The further-education sector has opportunities for students who are gifted in specific subject areas or who may not secure the points they want through the CAO, but who may do very well in a post-Leaving Cert (PLC) course in the area they want to study.
In the past two years there has been an explosion in the number of new apprenticeships offered to students across a wide range of industry sectors, including financial services.
These “earn and learn” opportunities include paid work placements of up to €20,000 per year, combined with study in a further education college or institute of technology. These can result in academic awards ranging from higher certificates (level six) to honours degree (level eight).
Students who opt to pursue further education, provided they secure distinctions in all eight modules of a PLC programme, have a very good chance of securing a reserved place in their preferred CAO course for 2019.
In the past the links between further-education programmes and third-level were largely confined to courses offered within the institute of technology sector, but last year the university sector expanded its engagement with colleges of further education.
This trend is being driven in part by the realisation that students who excel in a particular discipline in further education are likely to progress successfully through a similar programme at third-level.
PLC programmes also offer opportunities to gain practical skills for employment in a trade or craft, such as auctioneering, hairdressing, beauty, or fire and ambulance services. For many, a practical skill acquired within the further education sector is a passport to a well-paid, secure job.
Those interested in a course offered through their local PLC colleges should visit their websites and explore their course offerings.
Places in further education courses are offered through an online application process on each institution’s website, as there is yet no central application process for the further-education sector. There may be a small application fee at that stage.
All applicants are called to interview to determine suitability. If candidates are deemed suitable, places are offered on a first-come, first-served basis in most cases, making it very difficult or impossible for new applicants to secure places later in the year.
Apprenticeships are also bouncing back, after the number collapsed during the recession.
While most of us are familiar with craft-type apprenticeships, there are many new programmes appearing.
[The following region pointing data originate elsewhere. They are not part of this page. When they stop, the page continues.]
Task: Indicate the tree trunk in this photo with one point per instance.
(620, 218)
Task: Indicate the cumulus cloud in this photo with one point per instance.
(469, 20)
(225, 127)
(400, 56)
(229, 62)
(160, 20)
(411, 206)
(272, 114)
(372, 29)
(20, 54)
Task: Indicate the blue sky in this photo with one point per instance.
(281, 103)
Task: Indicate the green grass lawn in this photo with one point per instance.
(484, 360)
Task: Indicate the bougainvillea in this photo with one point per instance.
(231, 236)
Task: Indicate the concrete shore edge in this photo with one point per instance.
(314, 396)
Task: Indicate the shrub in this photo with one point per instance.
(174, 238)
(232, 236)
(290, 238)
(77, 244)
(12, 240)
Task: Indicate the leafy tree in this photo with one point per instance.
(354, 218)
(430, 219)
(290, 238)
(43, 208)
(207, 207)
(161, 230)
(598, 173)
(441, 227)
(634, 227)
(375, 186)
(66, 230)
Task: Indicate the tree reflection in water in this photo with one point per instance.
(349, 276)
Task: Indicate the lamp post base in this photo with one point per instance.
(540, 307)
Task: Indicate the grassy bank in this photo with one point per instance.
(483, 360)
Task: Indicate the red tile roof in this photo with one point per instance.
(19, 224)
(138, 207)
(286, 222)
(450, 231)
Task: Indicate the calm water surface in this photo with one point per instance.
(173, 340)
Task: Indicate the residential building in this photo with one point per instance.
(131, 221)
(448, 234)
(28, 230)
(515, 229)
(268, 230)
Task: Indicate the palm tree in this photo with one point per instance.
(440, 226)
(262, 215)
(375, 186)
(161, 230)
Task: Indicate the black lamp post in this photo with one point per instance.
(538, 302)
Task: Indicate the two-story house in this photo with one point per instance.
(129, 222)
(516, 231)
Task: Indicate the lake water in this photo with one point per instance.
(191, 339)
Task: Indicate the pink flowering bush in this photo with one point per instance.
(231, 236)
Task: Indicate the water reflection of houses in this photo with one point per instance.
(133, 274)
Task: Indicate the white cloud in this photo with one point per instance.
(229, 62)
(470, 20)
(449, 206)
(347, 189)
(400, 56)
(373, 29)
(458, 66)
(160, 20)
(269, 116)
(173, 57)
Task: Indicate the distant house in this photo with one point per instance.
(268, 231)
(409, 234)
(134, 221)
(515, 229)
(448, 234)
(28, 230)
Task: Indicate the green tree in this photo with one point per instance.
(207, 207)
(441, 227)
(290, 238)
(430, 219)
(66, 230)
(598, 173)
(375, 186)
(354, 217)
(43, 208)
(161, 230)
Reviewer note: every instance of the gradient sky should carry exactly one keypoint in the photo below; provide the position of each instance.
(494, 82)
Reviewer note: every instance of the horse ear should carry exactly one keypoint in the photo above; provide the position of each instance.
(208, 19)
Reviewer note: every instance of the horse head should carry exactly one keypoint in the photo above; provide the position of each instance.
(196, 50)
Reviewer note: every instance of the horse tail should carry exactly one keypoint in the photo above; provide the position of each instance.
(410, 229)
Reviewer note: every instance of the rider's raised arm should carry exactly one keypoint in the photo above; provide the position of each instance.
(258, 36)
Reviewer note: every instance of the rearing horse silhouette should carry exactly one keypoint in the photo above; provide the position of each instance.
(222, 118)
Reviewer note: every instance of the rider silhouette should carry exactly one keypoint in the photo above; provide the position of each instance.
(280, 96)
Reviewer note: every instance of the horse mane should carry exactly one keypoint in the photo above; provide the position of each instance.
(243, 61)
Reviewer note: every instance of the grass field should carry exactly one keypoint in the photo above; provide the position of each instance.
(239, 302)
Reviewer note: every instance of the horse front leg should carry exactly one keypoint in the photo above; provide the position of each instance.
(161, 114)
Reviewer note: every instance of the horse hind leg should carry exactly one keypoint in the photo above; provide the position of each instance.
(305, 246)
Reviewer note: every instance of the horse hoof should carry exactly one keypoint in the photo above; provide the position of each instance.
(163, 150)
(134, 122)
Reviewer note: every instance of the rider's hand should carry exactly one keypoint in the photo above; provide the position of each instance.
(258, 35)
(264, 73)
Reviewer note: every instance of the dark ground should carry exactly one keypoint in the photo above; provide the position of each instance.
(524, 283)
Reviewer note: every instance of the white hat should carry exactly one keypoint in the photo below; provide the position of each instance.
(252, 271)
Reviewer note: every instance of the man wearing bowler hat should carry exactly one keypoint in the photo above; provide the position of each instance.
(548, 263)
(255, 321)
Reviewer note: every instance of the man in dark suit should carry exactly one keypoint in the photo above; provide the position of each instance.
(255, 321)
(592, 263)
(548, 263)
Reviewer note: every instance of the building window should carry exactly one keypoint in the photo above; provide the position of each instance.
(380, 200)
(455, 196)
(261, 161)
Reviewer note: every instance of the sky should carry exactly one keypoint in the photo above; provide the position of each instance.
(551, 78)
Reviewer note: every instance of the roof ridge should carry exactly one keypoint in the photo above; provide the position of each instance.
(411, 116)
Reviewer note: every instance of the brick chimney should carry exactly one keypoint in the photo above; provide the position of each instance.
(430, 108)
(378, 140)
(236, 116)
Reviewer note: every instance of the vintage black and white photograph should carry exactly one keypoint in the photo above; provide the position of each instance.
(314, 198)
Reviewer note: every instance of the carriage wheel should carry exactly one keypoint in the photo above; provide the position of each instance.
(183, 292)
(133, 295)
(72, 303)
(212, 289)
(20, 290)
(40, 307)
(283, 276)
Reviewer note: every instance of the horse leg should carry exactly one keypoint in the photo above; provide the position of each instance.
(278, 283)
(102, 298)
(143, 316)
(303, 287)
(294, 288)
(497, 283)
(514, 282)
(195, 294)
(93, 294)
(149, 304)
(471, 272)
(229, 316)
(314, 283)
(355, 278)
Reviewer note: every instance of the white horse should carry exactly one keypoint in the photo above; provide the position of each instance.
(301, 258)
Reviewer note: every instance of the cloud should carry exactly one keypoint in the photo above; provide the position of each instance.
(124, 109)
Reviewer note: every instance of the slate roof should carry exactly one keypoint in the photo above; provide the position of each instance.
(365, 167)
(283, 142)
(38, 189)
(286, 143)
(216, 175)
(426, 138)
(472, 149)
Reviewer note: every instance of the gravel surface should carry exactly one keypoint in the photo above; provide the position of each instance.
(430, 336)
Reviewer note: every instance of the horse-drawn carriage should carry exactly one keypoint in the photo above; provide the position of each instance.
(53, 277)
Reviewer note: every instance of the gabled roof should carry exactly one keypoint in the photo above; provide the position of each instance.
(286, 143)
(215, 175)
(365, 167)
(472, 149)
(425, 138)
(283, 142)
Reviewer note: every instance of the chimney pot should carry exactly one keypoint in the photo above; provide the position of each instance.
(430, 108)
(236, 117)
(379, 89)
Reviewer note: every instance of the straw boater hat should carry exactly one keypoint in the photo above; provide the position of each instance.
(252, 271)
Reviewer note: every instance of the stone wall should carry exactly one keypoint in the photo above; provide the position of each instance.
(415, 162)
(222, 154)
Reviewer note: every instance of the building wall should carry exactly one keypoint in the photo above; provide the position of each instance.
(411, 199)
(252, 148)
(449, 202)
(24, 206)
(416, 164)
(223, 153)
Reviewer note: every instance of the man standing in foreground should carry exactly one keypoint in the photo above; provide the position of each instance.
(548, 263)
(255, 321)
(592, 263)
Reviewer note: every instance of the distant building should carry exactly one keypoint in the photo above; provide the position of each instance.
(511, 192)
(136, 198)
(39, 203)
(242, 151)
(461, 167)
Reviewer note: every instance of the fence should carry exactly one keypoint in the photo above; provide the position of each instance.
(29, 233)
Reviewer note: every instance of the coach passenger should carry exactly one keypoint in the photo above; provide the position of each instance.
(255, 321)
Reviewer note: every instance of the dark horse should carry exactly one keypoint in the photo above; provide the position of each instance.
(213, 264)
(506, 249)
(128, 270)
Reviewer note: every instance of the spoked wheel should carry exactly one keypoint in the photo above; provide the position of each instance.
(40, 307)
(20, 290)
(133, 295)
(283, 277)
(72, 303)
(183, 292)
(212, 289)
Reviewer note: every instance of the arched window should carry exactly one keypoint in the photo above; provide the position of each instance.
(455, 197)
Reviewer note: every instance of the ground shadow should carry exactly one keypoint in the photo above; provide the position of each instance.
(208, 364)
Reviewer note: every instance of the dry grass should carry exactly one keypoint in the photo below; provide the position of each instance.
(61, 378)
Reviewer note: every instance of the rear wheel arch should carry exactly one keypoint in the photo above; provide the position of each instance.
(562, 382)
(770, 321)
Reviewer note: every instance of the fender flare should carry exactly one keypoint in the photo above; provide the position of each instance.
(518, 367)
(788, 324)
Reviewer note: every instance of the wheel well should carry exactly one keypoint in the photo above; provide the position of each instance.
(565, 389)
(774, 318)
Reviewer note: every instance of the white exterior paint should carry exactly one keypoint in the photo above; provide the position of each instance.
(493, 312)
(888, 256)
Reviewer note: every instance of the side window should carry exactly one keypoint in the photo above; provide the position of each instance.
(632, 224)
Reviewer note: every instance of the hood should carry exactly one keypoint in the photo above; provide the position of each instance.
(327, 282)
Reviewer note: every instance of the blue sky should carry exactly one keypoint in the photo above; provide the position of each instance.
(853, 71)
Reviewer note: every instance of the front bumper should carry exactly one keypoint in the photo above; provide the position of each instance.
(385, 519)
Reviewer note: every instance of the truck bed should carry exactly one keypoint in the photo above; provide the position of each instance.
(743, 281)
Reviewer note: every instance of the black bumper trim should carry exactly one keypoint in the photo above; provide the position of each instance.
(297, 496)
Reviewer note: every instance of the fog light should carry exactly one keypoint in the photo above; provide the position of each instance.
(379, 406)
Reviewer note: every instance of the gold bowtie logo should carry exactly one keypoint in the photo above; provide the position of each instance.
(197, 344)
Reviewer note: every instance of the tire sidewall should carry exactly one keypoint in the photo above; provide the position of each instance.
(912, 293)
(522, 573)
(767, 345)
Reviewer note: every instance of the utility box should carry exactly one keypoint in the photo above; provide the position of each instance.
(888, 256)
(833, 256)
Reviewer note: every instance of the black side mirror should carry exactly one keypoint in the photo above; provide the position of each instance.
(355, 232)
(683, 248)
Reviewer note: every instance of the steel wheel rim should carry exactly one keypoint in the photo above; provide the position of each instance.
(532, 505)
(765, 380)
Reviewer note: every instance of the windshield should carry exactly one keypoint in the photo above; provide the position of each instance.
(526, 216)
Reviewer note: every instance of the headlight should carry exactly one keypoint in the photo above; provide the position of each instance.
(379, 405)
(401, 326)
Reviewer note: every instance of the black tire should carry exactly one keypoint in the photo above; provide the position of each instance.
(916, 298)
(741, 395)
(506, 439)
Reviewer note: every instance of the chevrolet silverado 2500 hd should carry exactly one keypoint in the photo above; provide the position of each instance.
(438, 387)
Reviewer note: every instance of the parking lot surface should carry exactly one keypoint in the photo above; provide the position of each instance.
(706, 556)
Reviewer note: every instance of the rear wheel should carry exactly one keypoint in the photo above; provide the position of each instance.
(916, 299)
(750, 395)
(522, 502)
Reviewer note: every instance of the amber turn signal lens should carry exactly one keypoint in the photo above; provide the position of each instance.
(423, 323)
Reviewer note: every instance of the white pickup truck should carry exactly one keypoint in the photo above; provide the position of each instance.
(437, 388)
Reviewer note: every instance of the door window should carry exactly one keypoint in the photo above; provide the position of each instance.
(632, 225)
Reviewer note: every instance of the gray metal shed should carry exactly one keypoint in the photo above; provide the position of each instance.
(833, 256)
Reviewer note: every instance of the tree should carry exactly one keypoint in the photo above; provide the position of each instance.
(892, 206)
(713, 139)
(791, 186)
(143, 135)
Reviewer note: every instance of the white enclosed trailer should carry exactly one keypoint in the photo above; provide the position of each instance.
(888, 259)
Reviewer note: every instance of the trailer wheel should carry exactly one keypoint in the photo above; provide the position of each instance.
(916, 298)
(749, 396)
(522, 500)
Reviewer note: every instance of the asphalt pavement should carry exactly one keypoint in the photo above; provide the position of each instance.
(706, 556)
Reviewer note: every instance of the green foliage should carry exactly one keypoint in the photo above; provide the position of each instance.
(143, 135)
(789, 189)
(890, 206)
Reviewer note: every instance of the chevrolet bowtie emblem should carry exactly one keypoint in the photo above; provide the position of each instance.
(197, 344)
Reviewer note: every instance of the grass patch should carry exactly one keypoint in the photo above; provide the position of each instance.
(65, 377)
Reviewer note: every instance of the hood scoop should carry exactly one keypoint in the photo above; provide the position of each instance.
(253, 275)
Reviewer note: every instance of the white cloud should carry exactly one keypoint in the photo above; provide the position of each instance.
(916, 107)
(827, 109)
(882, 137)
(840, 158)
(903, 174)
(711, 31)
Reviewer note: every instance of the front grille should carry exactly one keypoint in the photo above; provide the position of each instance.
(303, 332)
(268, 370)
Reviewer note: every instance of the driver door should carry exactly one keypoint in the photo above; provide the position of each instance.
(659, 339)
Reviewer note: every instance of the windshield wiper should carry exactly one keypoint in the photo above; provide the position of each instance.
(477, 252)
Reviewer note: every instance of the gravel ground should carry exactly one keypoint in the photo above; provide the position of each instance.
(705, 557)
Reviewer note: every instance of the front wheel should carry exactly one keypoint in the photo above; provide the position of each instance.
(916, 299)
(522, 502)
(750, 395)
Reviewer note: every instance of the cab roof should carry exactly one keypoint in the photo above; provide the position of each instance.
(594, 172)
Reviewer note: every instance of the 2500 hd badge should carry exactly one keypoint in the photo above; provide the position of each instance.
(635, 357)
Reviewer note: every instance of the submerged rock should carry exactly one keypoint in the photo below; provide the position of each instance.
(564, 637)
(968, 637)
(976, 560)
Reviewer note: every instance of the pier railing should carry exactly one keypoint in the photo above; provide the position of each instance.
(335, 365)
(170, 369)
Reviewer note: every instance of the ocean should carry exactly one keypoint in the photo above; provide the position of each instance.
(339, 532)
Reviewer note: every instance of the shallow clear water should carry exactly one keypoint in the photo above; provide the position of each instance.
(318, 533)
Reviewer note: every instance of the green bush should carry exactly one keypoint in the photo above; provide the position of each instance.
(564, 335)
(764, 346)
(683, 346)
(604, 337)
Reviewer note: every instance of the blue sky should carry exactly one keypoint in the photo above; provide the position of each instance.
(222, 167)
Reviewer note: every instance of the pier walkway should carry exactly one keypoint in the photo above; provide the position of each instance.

These include apprenticeships in insurance practice, industrial electrical engineering, polymer processing technology, manufacturing technology and apprenticeships for manufacturing engineers, accounting technicians, commis chefs, and those in international financial services and ICT.
Further new apprenticeships are to be submitted for validation to Quality and Qualifications Ireland (QQI) shortly and, subject to successful validation, are expected to get under way this year. For more information, visit apprenticeship.ie.
Construction is also a big growth area. There is now a dedicated website managed by the Construction Industry Federation (apprentices.ie) for young people interested in registering their interest in a particular trade. Prospective employers can contact them directly through this site.
Apprenticeships are going to be a big growth area. There are currently about 12,000 apprentices with 4,900 participating employers and there are plans to expand those numbers dramatically by the end of the decade.